上 下
249 / 398
第九章

第220話 窮追の北条

しおりを挟む

◆◇◆◇◆◇◆◇◆


 会話の途中、一人猛然とダッシュを始めた北条は、先ほど感じた何らかの気配が向かっていく方向に、何者かが潜んでいるのを感知していた。
 あの気配の正体は完全には掴めていないが、発生した位置からして悪魔に関係する何某かの可能性は高い。

 その謎の気配は、異変を察知して咄嗟に放った【シャイニングピラー】によって、気配も大分薄れてはいたのだが、完全に仕留めきるには至らなかった。
 そして、フラフラと気配が向かう先へと近づいていった北条は、その先に待つ人物を特定する。

「なるほどなぁ」

 小さな声でそう呟きながらも、高速で先へと進む北条。
 その先で予想通りの人物を発見した北条は、すでにお前はもうチェックメイトなんだと言わんばかりの口調でその人物――長井へと宣告するように告げた。

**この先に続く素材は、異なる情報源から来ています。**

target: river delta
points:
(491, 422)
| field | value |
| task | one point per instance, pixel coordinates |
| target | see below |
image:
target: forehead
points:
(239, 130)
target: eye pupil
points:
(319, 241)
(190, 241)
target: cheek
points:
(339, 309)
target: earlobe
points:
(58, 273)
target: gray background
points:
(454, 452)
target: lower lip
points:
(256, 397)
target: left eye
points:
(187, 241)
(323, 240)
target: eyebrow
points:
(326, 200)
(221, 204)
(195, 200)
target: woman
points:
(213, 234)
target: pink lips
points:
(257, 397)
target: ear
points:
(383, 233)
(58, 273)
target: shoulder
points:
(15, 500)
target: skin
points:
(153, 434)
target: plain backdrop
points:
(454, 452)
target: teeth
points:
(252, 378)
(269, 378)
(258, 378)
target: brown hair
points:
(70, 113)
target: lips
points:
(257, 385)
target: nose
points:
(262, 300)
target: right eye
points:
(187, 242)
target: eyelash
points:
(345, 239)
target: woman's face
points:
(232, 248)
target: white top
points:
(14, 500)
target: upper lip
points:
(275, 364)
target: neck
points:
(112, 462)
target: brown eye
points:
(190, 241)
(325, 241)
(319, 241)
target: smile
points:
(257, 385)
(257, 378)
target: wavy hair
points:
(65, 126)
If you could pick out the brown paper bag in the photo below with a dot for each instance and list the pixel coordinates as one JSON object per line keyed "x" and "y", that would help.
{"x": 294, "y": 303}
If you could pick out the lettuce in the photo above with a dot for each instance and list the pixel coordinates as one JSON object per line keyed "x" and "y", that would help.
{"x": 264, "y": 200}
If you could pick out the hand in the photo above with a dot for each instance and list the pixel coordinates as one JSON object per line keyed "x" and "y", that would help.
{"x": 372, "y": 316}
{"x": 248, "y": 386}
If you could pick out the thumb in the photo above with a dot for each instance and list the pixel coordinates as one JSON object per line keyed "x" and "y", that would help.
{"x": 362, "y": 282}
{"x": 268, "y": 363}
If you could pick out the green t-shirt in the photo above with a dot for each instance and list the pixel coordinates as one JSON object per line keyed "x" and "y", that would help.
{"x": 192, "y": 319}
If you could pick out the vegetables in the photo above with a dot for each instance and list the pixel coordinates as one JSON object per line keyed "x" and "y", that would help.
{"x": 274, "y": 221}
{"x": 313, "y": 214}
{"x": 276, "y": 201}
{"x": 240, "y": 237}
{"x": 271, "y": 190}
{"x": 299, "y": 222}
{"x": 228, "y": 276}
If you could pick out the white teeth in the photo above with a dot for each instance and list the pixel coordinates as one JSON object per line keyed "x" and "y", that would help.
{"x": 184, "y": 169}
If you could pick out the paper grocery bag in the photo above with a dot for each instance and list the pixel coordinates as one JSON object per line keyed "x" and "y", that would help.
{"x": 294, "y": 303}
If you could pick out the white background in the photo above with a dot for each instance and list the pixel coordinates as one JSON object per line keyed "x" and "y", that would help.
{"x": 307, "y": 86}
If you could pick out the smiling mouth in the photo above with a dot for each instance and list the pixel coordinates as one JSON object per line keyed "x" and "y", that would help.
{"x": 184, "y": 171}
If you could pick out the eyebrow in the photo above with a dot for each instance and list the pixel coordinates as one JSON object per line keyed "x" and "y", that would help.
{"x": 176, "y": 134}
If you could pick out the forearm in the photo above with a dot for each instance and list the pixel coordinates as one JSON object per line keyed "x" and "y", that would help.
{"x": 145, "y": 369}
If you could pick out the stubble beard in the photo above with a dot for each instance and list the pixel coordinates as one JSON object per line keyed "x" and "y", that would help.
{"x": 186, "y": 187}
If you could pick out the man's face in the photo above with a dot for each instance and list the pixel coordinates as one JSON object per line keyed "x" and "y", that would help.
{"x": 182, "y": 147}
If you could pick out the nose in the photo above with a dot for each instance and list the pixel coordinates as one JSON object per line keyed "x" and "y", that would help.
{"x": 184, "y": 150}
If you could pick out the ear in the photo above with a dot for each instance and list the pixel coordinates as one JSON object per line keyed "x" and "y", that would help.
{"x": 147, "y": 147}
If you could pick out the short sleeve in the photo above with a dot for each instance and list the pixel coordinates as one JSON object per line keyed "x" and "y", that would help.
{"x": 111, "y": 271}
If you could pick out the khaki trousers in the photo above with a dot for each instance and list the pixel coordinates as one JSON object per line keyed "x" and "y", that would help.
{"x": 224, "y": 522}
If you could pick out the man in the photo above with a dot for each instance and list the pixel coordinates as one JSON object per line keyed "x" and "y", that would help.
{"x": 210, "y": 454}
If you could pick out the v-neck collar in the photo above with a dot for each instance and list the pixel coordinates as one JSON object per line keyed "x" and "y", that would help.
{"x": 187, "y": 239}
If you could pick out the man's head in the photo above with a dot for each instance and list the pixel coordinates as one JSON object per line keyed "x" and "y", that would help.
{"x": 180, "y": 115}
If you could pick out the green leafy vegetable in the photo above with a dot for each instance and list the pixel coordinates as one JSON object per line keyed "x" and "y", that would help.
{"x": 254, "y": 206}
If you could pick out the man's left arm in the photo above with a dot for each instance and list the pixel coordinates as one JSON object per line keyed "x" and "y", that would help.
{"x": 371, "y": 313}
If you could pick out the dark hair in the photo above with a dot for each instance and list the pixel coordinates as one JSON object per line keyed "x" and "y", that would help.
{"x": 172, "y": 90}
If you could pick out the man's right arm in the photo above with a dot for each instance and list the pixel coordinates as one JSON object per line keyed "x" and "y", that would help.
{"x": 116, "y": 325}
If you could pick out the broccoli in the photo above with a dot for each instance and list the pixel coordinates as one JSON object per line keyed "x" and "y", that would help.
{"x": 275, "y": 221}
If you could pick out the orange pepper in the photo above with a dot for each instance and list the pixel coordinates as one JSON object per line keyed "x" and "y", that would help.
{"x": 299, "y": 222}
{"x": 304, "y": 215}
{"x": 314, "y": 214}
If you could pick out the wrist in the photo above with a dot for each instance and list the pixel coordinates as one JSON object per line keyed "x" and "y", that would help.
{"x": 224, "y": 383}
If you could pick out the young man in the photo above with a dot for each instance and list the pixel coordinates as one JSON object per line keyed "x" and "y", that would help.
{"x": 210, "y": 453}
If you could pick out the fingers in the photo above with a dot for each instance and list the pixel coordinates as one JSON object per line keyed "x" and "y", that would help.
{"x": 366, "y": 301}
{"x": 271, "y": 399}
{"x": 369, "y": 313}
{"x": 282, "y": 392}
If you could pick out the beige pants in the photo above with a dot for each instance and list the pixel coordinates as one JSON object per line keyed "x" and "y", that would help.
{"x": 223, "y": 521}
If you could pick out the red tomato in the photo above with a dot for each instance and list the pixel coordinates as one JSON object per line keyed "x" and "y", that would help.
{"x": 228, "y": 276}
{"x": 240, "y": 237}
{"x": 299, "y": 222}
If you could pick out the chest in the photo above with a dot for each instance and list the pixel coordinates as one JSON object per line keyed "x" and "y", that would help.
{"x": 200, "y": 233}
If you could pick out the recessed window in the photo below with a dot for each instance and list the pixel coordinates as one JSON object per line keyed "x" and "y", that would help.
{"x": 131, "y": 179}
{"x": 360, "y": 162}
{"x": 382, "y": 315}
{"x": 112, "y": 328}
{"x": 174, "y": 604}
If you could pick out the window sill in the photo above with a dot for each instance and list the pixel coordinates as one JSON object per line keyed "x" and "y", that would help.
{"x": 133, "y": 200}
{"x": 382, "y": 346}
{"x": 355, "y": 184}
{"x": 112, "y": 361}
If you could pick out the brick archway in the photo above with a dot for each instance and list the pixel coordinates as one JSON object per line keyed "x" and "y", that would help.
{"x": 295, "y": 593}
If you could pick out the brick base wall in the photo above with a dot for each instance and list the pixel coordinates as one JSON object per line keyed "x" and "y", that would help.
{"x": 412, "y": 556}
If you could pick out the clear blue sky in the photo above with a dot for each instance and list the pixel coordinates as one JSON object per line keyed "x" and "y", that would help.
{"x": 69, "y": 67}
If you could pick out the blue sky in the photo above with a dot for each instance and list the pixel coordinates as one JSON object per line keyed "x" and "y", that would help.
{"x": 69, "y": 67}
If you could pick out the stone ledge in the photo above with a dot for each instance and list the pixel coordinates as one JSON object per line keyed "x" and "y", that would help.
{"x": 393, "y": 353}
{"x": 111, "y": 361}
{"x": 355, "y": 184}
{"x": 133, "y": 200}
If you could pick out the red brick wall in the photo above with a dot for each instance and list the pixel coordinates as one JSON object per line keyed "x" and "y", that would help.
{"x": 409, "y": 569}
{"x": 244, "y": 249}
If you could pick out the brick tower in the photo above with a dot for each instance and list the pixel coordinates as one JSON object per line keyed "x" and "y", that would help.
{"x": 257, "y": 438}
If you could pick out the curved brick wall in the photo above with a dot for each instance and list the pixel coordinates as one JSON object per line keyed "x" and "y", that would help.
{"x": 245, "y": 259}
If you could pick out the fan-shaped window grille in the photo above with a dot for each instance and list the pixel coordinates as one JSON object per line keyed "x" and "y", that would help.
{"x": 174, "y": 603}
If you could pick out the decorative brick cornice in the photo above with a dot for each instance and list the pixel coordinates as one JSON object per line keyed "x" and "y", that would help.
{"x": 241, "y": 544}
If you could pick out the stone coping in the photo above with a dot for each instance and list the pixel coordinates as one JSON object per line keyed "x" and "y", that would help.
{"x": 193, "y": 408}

「おおっとお、どこへ行こうというんだぁ? 長井道子さんよぉ」

「くっ……。北条ッ!」

 性格のせいで歪んでしまったのか、それとも元々そういう顔立ちをしているのか。
 長井は悪鬼羅刹のような形相で北条の事を睨みつける。
 しかし北条は、そんな長井の視線をものともせずに話しかける。

「色々と悪企みをしていたようだがぁ、それもここで終わりだなぁ」

「……ッ」

「だんまりかぁ? 今回の騒動の一因にもなった、その目ん玉をくりぬいて食わしてみれば、少しは口も軽くなるのかねえ」

 幻影とはいえ、自身がされた事を持ち出す北条。
 その声には、「とんでもない事をしやがったな」という抗議のニュアンスは含まれていたが、実際に被害には合っていないせいか、恨みに思うなどといった感情は感じられなかった。

「アンタのその眼……。どういうことなのよ?」

「あぁ? 俺の"眼"がどうしたっていうんだぁ?」

 真面目な顔してすっとぼける北条。
 しかし直近で北条がその事に触れている以上、あれは夢ではなかった筈だ。
 だとすれば幻でも見せられていたのか? それはいつから?

 長井は深く考え出そうととするも、余りにその正体が分からなすぎた。そもそも、思考の組み立てに必要なピースが足りなすぎるのだ。
 悪魔と対した時以上に得体の知れなさを感じる北条に、長井は何気ない動作ひとつにも注意を払う。

「そんな事よりも、お前は一体その"眼"を使って何をするつもりだったんだぁ?」



 長井道子が為そうとしていた事。

 それは人なら誰しもが本能的に求めるような普遍的な事だった。
 だが人の社会には法というものが存在し、人は社会という集団の中で生きていくには、自由を切り捨てて生きていかなければならない。
 それが、長井にとっては到底看過出来ることではなかったのだ。

 自分だけ価値観の違う世界に生まれたように感じていた長井は、日本で暮らしていた頃から窮屈な思いと、ままならぬ現実に対して、日々呪いの言葉を吐いて暮らしていた。
 だがこの世界では、自分の思い描いた理想の世界を構築する事も、決して夢ではない。

 ……そう。この"魅了の魔眼"の能力さえあれば。
 
「フンッ! アンタ達のような偽善者に説明しても、理解できない事よ。私はっ、私の好きなように生きる! それは、これからも――」

 長井はそう語りながらも、後ろ手に持っていたマジックアイテムを発動させていた。
 球形の水晶玉のような見た目をしているそれは、派手なエフェクトが浮かび上げる事はなかったのだが、マジックアイテムである以上、使用の際には魔力を発生させるものだ。

「チッ!」

 その妙な魔力の流れを感知し、小さく舌打ちをした北条は、咄嗟に"無詠唱"スキルで土魔法の【土弾】を長井へと打ち込んだ。

 土で出来ただけの弾丸は、長井の横っ腹をかすめるようにして命中する。
 咄嗟に放ったとはいえ、一発だけしか北条が【土弾】を放たなかったのは、複数打ち込むとうっかり殺害してしまう可能性もあったからだ。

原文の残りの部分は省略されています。